Alpine's Esteban Ocon said he was throwing up for a couple of laps early in the race.
"It must have been like 80 degrees inside the car. I'm glad that next year we come back in December," said the Frenchman.
Aston Martin's Lance Stroll said he was "passing out in the car" at times.
There was drama even before the cars had lined up on the grid when Ferrari's Carlos Sainz, who ended Red Bull's 100 percent win record with victory in Singapore last month, was ruled out by a fuel system problem.
It continued seconds after the start when Mercedes team mates George Russell and Lewis Hamilton
collided at the first corner, with the latter accusing the younger Briton of taking him out.
Hamilton later calmed down and said he did not consider his team mate at fault.

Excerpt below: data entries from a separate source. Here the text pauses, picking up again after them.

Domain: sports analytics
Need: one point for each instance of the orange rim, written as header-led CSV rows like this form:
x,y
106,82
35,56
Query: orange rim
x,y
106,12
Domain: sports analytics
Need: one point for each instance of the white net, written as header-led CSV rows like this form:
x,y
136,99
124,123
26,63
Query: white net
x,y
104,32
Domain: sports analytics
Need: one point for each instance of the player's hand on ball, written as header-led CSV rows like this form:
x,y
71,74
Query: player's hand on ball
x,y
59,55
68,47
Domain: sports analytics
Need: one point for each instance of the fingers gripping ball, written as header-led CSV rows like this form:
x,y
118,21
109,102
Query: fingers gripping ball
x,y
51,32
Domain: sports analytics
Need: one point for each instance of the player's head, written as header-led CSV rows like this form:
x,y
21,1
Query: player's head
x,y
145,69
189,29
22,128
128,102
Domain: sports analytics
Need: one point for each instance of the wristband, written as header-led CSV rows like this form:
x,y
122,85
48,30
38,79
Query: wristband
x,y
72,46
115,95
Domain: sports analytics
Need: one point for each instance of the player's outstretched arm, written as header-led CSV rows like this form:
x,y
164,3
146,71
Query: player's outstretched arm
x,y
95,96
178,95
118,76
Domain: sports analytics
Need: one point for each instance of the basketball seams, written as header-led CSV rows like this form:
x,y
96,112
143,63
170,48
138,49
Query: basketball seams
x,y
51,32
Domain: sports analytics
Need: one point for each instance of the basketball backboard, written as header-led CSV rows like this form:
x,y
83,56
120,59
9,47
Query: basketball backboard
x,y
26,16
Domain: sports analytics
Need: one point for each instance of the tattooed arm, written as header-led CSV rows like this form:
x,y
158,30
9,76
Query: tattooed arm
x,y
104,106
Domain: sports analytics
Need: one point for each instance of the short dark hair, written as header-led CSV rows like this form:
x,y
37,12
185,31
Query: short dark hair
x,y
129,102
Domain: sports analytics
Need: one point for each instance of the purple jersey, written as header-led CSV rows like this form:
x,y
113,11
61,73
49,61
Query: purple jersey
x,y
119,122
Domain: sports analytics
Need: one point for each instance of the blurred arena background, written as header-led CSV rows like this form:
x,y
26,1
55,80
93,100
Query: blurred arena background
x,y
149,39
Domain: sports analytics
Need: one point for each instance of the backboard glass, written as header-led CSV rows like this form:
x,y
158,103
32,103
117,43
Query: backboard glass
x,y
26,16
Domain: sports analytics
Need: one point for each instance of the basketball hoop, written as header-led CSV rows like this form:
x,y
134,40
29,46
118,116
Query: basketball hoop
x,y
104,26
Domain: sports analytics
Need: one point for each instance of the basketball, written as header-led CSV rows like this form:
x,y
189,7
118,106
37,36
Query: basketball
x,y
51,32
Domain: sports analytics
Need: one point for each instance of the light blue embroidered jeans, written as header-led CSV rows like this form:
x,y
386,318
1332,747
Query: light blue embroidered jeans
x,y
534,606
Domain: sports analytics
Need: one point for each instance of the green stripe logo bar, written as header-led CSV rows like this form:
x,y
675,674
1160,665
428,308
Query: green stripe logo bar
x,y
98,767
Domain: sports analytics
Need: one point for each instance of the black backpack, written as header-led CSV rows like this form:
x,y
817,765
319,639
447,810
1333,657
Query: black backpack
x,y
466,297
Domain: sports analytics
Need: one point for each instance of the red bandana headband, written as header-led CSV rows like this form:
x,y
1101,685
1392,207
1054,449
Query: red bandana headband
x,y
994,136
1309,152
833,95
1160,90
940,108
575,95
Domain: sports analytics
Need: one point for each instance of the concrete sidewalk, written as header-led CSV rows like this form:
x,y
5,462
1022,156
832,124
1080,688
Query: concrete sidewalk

Russell, who had started second and made four pitstops in all, went from last to fourth with Ferrari's Charles Leclerc fifth and Aston Martin's Fernando Alonso sixth despite an off-track excursion and a painfully hot seat.
Ocon was seventh for Alpine with the Alfa Romeo pair of Valtteri Bottas and Guanyu Zhou eighth and ninth and Red Bull's Sergio Perez demoted to 10th after a five-second post-race penalty for exceeding track limits multiple times.
Perez had started from the pitlane after crashing in Saturday's sprint and giving his mechanics plenty of work.
Verstappen, now 209 points clear of Perez at the top of the standings, led cleanly from pole position and raced away unchallenged.
"I think what made the race was my first stint. After that I could just manage my pace and make sure that the tyres were always in a good window," Verstappen said.
"The McLarens were quick again today. I had to push for it. It was definitely a tough race out there."
Four drivers collected time penalties for repeated track limits violations -- Perez, Stroll, Alpine's Pierre Gasly and Albon.
Stroll, Gasly and Albon were twice penalised for a total of 10 seconds each.
All drivers were limited to a maximum of 18 laps per set of tyres for safety reasons after Pirelli detected kerb damage in sets used in Friday practice.